Hepimiz biliriz ki ‘büyük sıçrayışlar bazen birkaç adım geriye çekilerek yapılır.’’
Yitirmediğim bu umudu hep yaşatan, yüzlerce yıl örselenmiş haysiyetimize can suyu veren umutlarımızın yeniden filizlenmesini sağlayan Cumhurbaşkanı Erdoğan’ın bir konuşmasındaki şu sözlerini hiç unutmuyorum: ‘’ Ahdim olsun ki Türkiye 21.yüzyılın küresel gücü olacak!’’
Ancak bunların olabilmesi iki şeye bağlıdır: ‘’ İrade ve Cesaret’’
Bu iki kavramı küresel bir ülke ideali için geçmişin silik ve sünepe devlet anlayışından ‘’ geleceği şekillendirecek’’ kararlı, iddiacı ve inatçı anlayışa tedavül eden iki önemli olgu olarak anlamak gerekiyor.
En fazla ihtiyacımız olan bu potansiyel araçlarımız geleceğin küresel gücü büyük Türkiye ideallerinin 2053 ve 2071 hedeflerine yönelik vaatlerinin gerçekleşmesine büyük katkı sunacak.
Elbette ‘’ Türkiye küresel güç olacak ‘’ demek önemli ve iddialı bir söz.
Zira bunun kim tarafından söylendiğine bakmak gerekir. Bu bir başkası tarafından söylemiş olsa örneğin Millet İttifakı’nın adayı Sn. Kılıçdaroğlu söylemiş olsa üzerinde düşünmek gerekir. Zira sırtında yumurta küfesi olmadığı için her şeyi vaat eden dün söylediği ile bugün çelişen birisinin söylediğini itimat etmek insanda umut deformasyonuna yol açacağını söylemek mümkündür. Ancak söyleyen Sn. Cumhurbaşkanı Erdoğan ise boşuna söylenmeyen altı dolu bir söylem olduğunun bilinmesi önemlidir.

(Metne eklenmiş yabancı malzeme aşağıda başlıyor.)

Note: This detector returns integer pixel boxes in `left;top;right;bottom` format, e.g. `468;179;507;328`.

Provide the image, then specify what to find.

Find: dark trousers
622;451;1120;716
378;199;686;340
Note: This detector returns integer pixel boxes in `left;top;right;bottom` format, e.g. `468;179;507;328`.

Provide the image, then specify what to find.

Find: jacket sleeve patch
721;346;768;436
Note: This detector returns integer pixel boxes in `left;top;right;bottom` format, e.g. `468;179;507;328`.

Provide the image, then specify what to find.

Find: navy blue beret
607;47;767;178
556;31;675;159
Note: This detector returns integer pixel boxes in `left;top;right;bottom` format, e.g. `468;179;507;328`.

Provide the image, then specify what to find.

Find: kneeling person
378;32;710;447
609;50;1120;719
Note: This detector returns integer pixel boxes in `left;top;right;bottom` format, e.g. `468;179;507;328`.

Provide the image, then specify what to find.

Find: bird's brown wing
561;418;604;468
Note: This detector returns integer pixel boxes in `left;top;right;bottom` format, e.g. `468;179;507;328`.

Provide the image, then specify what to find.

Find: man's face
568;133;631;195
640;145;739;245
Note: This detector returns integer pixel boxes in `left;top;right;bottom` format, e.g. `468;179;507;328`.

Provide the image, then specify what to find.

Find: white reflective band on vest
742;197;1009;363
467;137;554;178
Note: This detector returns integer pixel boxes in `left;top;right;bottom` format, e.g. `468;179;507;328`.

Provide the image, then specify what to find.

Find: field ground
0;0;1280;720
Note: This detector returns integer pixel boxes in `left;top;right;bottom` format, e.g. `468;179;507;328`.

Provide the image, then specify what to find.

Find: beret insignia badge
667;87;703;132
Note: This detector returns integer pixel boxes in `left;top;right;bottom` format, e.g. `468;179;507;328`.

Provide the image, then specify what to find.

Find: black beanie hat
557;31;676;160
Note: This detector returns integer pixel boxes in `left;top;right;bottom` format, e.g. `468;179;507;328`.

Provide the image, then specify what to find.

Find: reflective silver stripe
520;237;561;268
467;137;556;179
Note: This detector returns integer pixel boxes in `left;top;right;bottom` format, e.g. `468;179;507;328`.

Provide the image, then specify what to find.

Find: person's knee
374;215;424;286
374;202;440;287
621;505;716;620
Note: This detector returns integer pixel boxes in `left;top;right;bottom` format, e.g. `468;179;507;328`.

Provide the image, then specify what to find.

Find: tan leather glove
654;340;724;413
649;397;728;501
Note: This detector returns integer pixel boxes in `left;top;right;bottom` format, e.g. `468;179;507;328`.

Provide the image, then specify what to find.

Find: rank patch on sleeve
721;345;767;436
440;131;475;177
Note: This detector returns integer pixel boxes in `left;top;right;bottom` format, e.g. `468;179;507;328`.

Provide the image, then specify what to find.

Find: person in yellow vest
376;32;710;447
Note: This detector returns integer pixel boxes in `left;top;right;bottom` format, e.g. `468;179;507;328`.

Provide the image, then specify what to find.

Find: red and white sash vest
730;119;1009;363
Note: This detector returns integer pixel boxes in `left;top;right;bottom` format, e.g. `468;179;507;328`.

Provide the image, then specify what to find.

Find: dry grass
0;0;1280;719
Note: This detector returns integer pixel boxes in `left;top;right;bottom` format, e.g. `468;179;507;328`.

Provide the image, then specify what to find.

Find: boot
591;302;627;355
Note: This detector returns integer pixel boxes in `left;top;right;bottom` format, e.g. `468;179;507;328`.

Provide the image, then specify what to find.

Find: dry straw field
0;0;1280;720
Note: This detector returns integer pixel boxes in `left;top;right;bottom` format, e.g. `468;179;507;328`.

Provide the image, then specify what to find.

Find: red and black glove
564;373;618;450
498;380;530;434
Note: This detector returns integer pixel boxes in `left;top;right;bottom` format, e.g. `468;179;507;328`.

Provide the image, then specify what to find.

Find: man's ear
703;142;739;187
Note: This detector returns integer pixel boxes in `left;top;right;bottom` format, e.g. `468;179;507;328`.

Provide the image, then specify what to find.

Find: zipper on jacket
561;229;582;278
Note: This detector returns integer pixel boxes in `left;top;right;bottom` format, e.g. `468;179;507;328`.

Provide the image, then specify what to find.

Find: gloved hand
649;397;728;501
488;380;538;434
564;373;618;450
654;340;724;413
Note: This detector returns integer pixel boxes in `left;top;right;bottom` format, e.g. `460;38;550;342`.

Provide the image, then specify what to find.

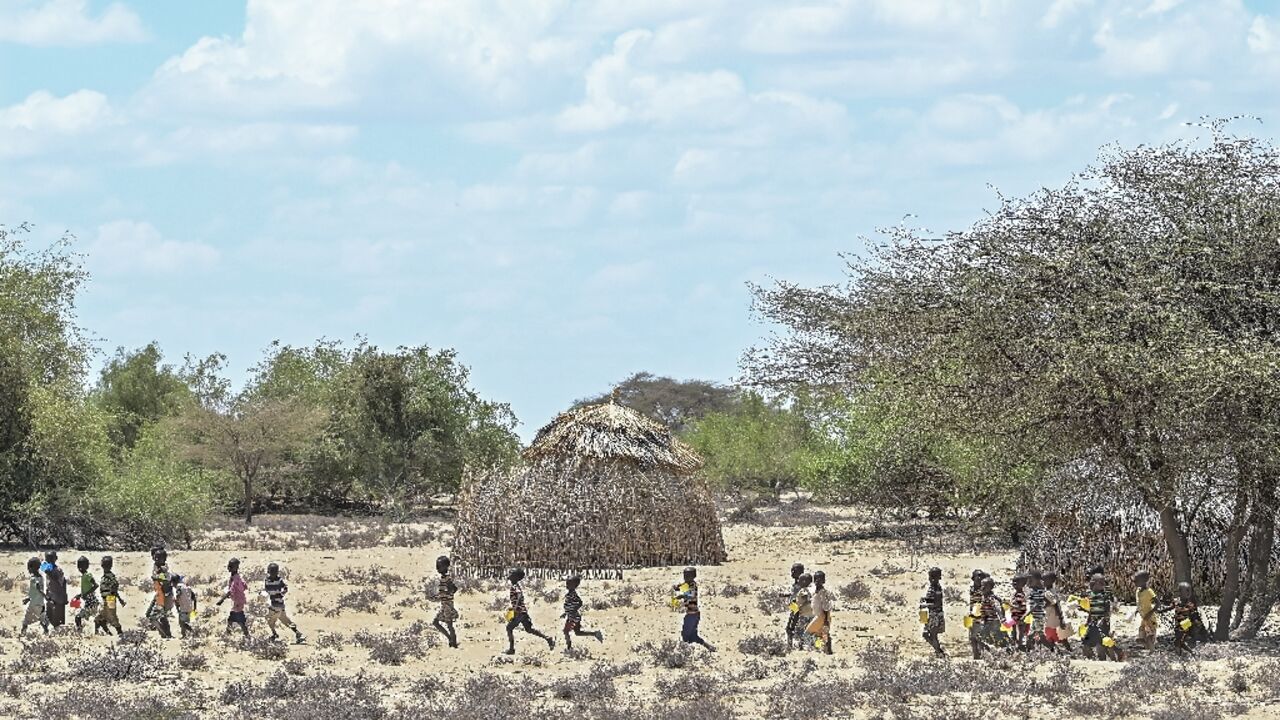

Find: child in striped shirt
561;575;604;652
262;562;307;644
503;568;556;655
431;555;458;647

Peki küresel güç olmak nedir?
*Küresel güç olmak demek, dünyanın 5'ten büyük olduğunu söylemenin dahada ötesine geçmek ve bunu gerçekleştirmektir.
*Küresel güç olmak demek, dünyanın 17.büyük ekonomisinden 7 basamak birden sıçrayarak ilk 10 büyük ekonomiye kapı aralamak demektir. Şu an için 900 milyar dolar olan milli geliri 2 trilyon dolara, kişi başına düşen milli geliri 16 bin hatta 30 bin dolara yükseltmek demektir.

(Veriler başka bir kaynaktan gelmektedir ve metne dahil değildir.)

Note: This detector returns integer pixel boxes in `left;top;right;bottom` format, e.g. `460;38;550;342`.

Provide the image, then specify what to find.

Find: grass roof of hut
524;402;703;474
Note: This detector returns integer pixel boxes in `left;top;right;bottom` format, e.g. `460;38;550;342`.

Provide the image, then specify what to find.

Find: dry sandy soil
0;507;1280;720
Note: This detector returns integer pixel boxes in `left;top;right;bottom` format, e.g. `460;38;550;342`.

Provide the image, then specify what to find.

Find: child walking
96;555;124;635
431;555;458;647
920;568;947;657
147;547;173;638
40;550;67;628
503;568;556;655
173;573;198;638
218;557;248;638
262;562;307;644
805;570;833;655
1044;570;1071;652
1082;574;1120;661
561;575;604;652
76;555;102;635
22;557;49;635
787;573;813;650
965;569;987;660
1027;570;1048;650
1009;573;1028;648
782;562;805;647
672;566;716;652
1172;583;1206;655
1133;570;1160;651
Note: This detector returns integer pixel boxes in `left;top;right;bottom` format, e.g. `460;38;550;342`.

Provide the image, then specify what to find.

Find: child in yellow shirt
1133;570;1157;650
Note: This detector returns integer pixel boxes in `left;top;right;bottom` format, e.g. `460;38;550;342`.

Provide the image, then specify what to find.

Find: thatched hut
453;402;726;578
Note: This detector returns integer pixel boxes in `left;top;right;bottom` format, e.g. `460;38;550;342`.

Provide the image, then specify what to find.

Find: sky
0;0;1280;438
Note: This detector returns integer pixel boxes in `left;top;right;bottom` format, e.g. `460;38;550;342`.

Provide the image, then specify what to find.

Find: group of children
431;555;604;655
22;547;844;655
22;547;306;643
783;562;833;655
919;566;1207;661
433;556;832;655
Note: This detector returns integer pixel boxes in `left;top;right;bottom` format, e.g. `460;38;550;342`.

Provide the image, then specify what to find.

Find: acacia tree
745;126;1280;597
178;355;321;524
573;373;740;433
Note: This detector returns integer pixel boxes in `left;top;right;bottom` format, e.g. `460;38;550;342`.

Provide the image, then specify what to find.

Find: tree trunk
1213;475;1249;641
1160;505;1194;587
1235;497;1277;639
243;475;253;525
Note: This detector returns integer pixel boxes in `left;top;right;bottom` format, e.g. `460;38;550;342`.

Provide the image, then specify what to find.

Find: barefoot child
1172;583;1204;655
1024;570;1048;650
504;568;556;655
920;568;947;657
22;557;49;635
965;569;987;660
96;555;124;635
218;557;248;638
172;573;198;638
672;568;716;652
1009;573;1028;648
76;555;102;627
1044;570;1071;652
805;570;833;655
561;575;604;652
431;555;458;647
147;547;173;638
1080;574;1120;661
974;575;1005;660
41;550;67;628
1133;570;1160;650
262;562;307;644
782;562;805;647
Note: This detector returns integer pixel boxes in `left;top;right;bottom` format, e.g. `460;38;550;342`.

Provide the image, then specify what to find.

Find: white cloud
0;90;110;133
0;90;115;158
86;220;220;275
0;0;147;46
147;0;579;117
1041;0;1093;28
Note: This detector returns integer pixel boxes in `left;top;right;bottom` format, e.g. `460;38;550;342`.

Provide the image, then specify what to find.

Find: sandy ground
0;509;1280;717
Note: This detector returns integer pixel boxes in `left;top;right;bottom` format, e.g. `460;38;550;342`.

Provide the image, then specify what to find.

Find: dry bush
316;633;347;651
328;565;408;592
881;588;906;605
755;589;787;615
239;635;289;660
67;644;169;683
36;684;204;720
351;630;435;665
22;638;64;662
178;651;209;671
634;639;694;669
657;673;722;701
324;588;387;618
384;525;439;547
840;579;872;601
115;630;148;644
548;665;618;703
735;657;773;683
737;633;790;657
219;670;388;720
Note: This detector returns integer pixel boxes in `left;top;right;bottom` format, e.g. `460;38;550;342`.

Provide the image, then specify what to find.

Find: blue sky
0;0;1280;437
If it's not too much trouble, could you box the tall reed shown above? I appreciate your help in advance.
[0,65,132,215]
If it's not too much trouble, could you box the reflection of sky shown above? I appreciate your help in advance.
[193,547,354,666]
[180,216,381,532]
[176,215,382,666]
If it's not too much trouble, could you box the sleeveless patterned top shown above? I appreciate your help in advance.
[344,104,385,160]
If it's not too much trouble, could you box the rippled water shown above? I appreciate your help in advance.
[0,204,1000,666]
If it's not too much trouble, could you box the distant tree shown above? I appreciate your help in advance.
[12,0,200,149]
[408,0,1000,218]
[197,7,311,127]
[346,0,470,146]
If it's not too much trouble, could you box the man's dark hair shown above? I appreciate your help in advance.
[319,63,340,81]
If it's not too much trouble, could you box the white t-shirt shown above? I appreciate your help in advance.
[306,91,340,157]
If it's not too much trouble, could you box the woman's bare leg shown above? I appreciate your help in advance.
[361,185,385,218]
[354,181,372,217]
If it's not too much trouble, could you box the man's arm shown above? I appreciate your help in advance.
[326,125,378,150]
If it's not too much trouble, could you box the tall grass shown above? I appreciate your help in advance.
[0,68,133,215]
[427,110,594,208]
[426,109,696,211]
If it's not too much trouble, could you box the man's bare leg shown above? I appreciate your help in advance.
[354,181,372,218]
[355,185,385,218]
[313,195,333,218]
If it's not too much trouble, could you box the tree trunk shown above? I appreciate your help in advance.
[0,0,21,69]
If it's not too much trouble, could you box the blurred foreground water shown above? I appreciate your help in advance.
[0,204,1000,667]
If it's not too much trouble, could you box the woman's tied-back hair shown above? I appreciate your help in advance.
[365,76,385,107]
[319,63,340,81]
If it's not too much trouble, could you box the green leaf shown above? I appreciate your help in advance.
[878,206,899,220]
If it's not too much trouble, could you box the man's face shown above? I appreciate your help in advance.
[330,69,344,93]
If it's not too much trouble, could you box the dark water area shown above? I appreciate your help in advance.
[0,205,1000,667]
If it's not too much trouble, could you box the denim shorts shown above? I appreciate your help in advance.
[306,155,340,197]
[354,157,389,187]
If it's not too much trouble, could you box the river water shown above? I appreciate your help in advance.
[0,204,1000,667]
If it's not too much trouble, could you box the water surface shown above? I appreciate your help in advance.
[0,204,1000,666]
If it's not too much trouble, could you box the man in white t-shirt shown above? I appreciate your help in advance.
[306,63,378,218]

*Küresel güç olmak demek, askeri alanda kendi vurucu gücünü geliştirmek, savunma sanayinde %80’den bu gün % 20 ‘ye düşen dışarıya bağımlı savunma gücümüzü sıfırlayarak ihracata dayalı güç haline gelmektir.
*Küresel güç olmak demek, bölgesel güç olmaktan çıkıp, dünya politikasında, uluslararası diplomaside söz sahibi olmak demektir.

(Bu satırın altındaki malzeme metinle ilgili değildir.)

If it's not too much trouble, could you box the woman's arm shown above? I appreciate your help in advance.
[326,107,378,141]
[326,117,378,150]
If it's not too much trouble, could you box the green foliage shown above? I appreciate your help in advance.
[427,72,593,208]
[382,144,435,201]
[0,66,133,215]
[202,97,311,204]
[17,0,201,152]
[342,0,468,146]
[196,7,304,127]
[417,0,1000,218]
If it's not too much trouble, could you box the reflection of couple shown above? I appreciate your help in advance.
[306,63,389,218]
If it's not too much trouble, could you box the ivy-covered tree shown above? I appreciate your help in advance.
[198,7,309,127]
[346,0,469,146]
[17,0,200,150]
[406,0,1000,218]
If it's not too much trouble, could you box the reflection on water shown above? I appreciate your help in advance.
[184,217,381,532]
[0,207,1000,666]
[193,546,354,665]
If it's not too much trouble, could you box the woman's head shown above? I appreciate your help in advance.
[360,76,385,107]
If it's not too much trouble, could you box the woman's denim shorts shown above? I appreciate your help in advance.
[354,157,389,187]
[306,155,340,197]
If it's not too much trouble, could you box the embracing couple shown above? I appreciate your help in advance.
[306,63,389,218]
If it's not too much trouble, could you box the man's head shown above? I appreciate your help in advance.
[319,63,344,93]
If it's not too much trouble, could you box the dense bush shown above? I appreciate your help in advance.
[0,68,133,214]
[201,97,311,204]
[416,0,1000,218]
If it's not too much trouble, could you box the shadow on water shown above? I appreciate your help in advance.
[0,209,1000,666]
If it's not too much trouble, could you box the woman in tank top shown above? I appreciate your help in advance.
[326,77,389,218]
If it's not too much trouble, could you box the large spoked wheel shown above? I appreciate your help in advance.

*Küresel güç olmak demek, gelebilecek tehditleri görüp yerli ve milli gücümüzle savunma sanayi envanterimize tahkim ettiğimiz ilk uçak gemimiz ‘’TCG ANADOLU’’, ilk savaş gemimiz ‘’MİLGEM’’, ilk deniz altımız ‘’ MİLDEN’’ ilk insansız savaş uçağımız ‘’ BAYRAKTAR KIZILELMA’’ ilk tankımız ‘’ ALTAY’’ ilk helikopterimiz ‘’ ATAK’’ ilk uzun menzilli füzemiz ‘’ HİSAR’’ ve adını burada sayamayacağımız onlarca ürünü kendimizin üretmesi demektir.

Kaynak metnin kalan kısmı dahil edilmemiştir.